David Roberts thought he was chatting online to a teenage girl but it was his wife
A suspicious wife posed as a teenager online to catch her husband propositioning girls in a chatroom, Cardiff Crown Court has heard.
Cheryl Roberts, 61, pretended to be a 14-year-old girl and was asked by David Roberts, 68, to meet for sex.
Roberts admitted engaging in sexual activity in the presence of a child and making and possessing illegal images.
He was given a three-year community order and banned from having access in person or online to under 18s.
The couple have now split up and are getting divorced.
The court heard that mother-of-two Mrs Roberts became suspicious about the amount of time her husband was spending in his study and of a message which popped up on their computer while he was out.

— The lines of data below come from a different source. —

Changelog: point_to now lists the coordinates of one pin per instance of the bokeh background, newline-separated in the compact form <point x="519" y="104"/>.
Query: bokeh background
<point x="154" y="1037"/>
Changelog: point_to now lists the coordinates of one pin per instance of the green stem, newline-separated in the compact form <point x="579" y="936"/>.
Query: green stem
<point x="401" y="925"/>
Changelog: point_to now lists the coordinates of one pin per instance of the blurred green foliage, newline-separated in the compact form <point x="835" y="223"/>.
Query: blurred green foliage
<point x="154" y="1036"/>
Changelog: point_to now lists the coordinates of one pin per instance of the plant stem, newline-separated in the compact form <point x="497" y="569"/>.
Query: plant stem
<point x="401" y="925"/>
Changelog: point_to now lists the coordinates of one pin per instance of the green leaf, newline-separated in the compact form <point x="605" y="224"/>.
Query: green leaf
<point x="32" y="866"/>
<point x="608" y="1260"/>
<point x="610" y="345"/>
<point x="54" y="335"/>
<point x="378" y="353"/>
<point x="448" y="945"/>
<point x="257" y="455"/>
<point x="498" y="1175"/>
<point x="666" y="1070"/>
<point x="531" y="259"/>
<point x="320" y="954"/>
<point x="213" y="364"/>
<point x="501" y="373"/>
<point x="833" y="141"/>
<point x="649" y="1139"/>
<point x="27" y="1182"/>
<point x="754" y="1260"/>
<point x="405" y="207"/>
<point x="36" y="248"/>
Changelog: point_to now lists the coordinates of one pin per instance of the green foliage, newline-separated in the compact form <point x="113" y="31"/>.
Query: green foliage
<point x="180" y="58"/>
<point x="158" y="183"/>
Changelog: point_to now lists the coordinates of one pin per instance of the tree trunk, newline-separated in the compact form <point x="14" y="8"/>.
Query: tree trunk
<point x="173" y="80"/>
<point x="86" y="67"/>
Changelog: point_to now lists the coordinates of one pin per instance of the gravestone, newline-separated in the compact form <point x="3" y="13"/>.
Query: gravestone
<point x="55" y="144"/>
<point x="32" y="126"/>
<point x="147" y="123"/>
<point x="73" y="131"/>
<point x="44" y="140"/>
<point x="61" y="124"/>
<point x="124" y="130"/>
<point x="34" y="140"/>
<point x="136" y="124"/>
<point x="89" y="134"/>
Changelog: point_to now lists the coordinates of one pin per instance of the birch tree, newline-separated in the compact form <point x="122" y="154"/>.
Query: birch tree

While Roberts was chatting online in his study, Mrs Roberts used a different computer in the living room at their home in Pantygog, Bridgend, and pretended to be a schoolgirl.
Cheryl Roberts called the police after catching her husband propositioning schoolgirls for sex
Roberts propositioned the "girl", unaware he was chatting to his wife, the court was told.
Prosecutor Martyn Kelly told the court that Roberts, a former pub landlord who used the nickname 'Corky' online, also used a webcam to film himself carrying out acts of indecency - which his wife could see on her PC just yards away.
Mrs Roberts was so shocked by the behaviour of her husband of almost 20 years she brought in police, who seized his computer and found dozens of illegal child porn images.
Roberts believed he had been caught through downloading the images and did not know until weeks later that it was his wife who had called the police.
The court heard that, when interviewed, Roberts denied having sex with any schoolgirls but admitted he was "prepared to do so".
Byron Broadstock, defending, said: "He's brought shame on himself and his family."
Psychiatrists' reports said Roberts might have a brain disorder which causes him to be an exhibitionist.
Mr Broadstock said Roberts had been going through a dark patch at the time, was anxious to know why he had behaved in that way and would welcome treatment.
Claude Knights, director of children's charity Kidscape, said: "The offences that he has committed are very serious indeed and his wife must be commended for the active part that she played in bringing him to justice."